Bipolar Disorder features excessive anger as a hallmark of manic episodes. During mania, irritability and rage can be just as common as the elevated mood most people associate with the condition.
When Anger Crosses From Normal to Clinical
Anger itself is a normal emotion. Everyone gets angry, and in many situations it’s an appropriate response. The line between healthy anger and a diagnosable condition comes down to three factors: intensity, frequency, and consequences.
Normal anger matches the situation. You get cut off in traffic and feel a flash of irritation that fades. Clinical anger is disproportionate: a small frustration triggers screaming, throwing things, or physical aggression. Normal anger passes. Clinical anger recurs in a predictable, frequent pattern, often multiple times a week. And normal anger doesn’t wreck your life. Clinical anger damages relationships, causes problems at work, leads to legal trouble, or leaves you feeling deeply distressed and out of control.
If your anger feels bigger than the moment warrants, happens often enough that people around you walk on eggshells, or leaves you feeling ashamed afterward, that pattern has a name and it responds to treatment.
How Clinical Anger Is Treated
Therapy is the first-line treatment for anger-related disorders, and the evidence behind it is strong. A large meta-analysis examining nine different types of psychological treatment found a robust overall effect, meaning that therapy produces meaningful improvement for most people. The approaches with the strongest track records include cognitive behavioral therapy (which helps you identify the thought patterns that escalate anger and replace them with more measured responses), relaxation-based techniques (which train your nervous system to de-escalate before an outburst), and skills training (which builds specific tools for handling conflict and frustration).

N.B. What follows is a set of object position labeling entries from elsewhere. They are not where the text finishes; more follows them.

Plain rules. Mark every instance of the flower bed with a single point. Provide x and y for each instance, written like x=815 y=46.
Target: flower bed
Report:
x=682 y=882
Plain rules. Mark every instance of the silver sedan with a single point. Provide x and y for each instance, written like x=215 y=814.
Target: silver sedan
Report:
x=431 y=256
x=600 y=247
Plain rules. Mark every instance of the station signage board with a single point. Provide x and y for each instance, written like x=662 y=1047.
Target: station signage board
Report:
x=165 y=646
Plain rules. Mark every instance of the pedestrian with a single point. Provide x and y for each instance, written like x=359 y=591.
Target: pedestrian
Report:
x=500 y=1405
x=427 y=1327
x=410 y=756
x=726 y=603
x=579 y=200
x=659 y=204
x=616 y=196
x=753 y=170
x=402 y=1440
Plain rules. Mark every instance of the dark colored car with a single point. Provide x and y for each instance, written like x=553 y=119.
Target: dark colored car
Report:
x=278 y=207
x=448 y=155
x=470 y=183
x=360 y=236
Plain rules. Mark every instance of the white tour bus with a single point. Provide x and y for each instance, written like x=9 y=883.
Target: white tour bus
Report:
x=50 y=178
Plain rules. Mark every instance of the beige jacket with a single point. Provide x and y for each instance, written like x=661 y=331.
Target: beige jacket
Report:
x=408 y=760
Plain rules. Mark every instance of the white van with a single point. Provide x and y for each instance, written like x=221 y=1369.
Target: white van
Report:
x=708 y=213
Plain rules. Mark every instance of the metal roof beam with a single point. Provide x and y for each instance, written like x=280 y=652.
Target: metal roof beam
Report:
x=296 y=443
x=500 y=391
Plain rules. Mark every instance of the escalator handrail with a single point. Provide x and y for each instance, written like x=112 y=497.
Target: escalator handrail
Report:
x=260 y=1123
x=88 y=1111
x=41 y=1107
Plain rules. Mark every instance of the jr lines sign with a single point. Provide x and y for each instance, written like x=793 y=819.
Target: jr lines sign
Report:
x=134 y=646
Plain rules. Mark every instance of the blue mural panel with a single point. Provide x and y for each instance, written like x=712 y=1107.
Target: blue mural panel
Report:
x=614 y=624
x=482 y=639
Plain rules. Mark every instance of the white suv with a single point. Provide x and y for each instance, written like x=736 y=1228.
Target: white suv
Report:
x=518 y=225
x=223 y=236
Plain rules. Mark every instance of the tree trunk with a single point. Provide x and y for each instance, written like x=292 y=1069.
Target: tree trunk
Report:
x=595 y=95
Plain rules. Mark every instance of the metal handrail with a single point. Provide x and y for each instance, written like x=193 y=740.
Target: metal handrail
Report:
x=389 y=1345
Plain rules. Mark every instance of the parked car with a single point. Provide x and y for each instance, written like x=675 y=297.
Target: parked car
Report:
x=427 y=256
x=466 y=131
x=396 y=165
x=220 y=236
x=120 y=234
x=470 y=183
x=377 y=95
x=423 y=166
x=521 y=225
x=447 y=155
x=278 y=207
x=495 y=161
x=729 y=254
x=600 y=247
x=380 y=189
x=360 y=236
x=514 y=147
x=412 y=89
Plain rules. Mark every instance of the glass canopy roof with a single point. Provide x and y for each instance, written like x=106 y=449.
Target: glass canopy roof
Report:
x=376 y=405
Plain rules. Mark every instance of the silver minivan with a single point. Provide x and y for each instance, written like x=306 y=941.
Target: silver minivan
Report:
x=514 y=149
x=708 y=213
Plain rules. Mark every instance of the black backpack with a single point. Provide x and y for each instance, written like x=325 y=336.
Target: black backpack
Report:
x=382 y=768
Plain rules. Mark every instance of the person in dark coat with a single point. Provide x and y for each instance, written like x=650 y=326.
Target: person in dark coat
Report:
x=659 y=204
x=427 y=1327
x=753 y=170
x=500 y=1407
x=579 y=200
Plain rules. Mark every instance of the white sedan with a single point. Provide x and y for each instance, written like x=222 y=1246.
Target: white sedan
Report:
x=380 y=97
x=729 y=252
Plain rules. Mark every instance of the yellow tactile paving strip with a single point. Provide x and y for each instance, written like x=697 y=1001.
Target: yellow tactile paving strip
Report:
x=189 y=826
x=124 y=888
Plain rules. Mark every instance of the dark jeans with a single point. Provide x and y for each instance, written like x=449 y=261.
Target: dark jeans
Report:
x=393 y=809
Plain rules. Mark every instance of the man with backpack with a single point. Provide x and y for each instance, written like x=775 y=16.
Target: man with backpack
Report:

What therapy looks like in practice varies. You might learn to recognize the physical warning signs that precede an outburst, like a racing heart or clenched jaw, and practice interrupting the cycle before it peaks. You might work on reframing situations that feel like personal attacks. Some programs combine several of these approaches into a structured plan.
Medication can play a supporting role when therapy alone isn’t enough. Mood stabilizers and certain other medications can reduce the neurological excitability that contributes to impulsive aggression. These are typically prescribed alongside therapy rather than as a standalone fix. The goal of medication is to lower the baseline level of irritability so that the skills learned in therapy have a better chance of working in real moments of frustration.
Getting a Diagnosis
There’s no blood test or brain scan for anger disorders. Diagnosis is based on a clinical interview where a mental health professional asks about the frequency, intensity, and context of your anger episodes. They’ll want to know how long the pattern has been going on, whether the outbursts are impulsive or planned, and how much distress or disruption they cause in your daily life. They’ll also rule out other explanations, since anger can be a symptom of conditions like PTSD, substance use disorders, or thyroid problems.
For children, the process is similar but involves input from parents and teachers. The clinician will pay close attention to whether the child’s behavior goes beyond what’s typical for their age and developmental stage. A four-year-old having tantrums is developmentally normal. A nine-year-old having violent outbursts three times a week for over a year is not.
Many people with anger disorders go years without a diagnosis because they view the problem as a personality flaw rather than a treatable condition. Recognizing that these patterns have formal clinical names, and that effective treatments exist, is often the step that changes things.